State v. Fields, 324 N.C. 204, 208, 376 S.E.2d 740, 742 (1989) (citations omitted). The practical effect of automatism is that the "absence of consciousness not only precludes the existence of any specific mental state, but also excludes the possibility of a voluntary act without which there can be no criminal liability." Id. (citations omitted).
Here, Defendant argues that he was entitled to an instruction that the automatism defense applied to the felony-murder charges because Dr. Corvin's testimony established that he was in a dissociative state at the time of the killing, thus precluding the necessary "voluntary act." However, the felony-murder rule holds that a killing committed during the perpetration of a kidnapping is first-degree murder. N.C. Gen.Stat. § 14-17 (2007). "All that is required to support convictions for a felony offense and related felony murder `is that the elements of the underlying offense and the murder occur in a time frame that can be perceived as a single transaction.'" State v. Trull, 349 N.C. 428, 449, 509 S.E.2d 178, 192 (1998) (citations omitted). Thus, the underlying offense provides the voluntary act under the felony murder rule if "the elements of the underlying offense and the murder occur in a time frame that can be perceived as a single transaction." Id. (citations and quotation marks omitted).

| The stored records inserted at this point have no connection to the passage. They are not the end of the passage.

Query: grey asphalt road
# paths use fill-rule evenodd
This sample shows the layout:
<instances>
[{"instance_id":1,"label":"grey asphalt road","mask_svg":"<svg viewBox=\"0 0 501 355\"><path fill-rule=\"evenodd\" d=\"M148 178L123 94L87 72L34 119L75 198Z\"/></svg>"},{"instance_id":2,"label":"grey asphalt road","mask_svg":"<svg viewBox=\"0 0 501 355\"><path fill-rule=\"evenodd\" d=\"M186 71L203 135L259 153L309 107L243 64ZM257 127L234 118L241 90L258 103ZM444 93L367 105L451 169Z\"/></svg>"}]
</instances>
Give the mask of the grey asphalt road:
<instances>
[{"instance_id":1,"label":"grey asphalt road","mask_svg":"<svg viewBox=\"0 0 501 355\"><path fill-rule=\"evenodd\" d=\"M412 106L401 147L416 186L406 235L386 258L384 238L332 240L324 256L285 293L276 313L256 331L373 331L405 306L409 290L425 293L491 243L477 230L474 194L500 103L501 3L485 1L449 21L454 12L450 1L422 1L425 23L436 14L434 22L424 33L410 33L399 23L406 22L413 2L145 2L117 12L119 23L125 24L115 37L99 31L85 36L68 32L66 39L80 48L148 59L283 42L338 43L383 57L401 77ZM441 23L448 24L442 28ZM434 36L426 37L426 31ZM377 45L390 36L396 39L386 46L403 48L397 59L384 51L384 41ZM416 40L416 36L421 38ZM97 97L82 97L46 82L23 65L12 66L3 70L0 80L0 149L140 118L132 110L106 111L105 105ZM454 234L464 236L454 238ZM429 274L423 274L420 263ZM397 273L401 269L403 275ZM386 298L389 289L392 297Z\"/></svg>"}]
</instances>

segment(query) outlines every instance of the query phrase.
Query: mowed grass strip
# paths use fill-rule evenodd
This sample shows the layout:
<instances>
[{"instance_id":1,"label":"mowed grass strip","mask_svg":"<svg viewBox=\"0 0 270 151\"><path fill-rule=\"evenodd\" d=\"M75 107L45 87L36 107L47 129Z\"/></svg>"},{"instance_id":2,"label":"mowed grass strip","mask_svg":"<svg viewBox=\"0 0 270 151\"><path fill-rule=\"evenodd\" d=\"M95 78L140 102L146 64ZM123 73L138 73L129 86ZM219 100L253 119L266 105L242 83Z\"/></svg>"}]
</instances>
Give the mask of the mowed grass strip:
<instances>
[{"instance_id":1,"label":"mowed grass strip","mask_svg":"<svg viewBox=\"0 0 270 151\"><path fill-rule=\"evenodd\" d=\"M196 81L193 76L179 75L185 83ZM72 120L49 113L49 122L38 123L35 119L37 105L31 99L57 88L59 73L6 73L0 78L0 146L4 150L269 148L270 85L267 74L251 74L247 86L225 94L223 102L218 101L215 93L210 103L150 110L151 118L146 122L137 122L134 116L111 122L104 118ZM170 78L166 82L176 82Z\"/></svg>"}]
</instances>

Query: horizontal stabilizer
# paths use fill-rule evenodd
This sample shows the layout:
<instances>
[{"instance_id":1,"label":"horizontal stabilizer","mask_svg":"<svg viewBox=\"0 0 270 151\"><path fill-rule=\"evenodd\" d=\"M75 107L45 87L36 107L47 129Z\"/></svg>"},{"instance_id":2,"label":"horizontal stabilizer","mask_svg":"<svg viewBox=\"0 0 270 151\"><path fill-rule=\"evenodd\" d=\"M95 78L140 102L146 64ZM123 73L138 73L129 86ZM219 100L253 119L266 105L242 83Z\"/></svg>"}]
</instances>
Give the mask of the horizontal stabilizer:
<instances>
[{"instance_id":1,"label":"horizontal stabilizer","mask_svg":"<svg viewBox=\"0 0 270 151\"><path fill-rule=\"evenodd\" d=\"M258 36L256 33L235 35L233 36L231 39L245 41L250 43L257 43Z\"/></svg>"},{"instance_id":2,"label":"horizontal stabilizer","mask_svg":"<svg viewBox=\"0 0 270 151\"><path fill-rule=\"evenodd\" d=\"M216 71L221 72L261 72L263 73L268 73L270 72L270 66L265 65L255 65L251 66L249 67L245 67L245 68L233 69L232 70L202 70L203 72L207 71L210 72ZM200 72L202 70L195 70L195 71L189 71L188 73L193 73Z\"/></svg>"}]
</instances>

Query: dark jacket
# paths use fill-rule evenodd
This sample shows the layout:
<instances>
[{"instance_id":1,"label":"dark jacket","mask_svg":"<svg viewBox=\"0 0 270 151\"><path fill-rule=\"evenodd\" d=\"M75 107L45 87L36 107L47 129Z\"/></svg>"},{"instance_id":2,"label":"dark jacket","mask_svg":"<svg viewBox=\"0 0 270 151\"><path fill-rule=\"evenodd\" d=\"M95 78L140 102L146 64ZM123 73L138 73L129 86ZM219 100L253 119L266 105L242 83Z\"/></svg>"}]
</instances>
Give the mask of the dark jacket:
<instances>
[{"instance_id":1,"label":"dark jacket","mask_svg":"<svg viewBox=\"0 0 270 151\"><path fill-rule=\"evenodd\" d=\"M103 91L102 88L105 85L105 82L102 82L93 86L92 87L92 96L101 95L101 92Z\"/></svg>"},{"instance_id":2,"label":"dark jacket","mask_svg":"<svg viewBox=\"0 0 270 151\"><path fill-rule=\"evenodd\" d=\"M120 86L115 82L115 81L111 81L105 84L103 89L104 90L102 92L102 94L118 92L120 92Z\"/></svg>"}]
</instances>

Dr. Corvin expressed the following opinion regarding when, in the entire sequence of events, Defendant became dissociative:
Q: I want to try to clarify one thing. You're saying while you can't precisely say when [Defendant] went into a dissociative state, it was somewhere in the woods off Terry Road. Is that fair to say?
A: Yes, sir. Certainly, the way that I've come to that opinion is that by the time they came to the foundation or the rock walls, all of the triggers were in place and all of the stresses were at least well developed. Then the statement, of course, that he made early in those sequence of events all suggest that, by that time and during that period, he was dissociative.
Q: But prior to that, he was not in a dissociative state. I mean well prior to it. I'm not trying to trip you up with minutes
A: I understand. There's certainly not clear indication that, say, for example, that while they were driving or while they were still at Wrightsville that he was in a dissociative state. It doesn't rule it out, but I have no reason to conclude that.
Thus, neither Dr. Corvin's testimony nor any other evidence in the record supports the theory that Defendant was in a dissociative state at Wrightsville Beach or any other point before reaching Durham. In other words, the automatism defense would not have been at play when Defendant committed the kidnapping. Because all events leading to the killing constitute "a single transaction," no additional voluntary act was *794 required to complete the felony murder. Therefore, the evidence did not support an instruction on the automatism defense as applied to felony murder, and we reject that argument.
Because we hold that Defendant was not entitled to an instruction on the defense of automatism, we summarily reject Defendant's contention that "the trial court erred by refusing to instruct the jury that a person found not guilty based on automatism or unconsciousness could be involuntarily committed to a facility for the mentally ill." The record does not show evidence to support giving such an instruction.
No error.
Judges ROBERT C. HUNTER and ERVIN concur.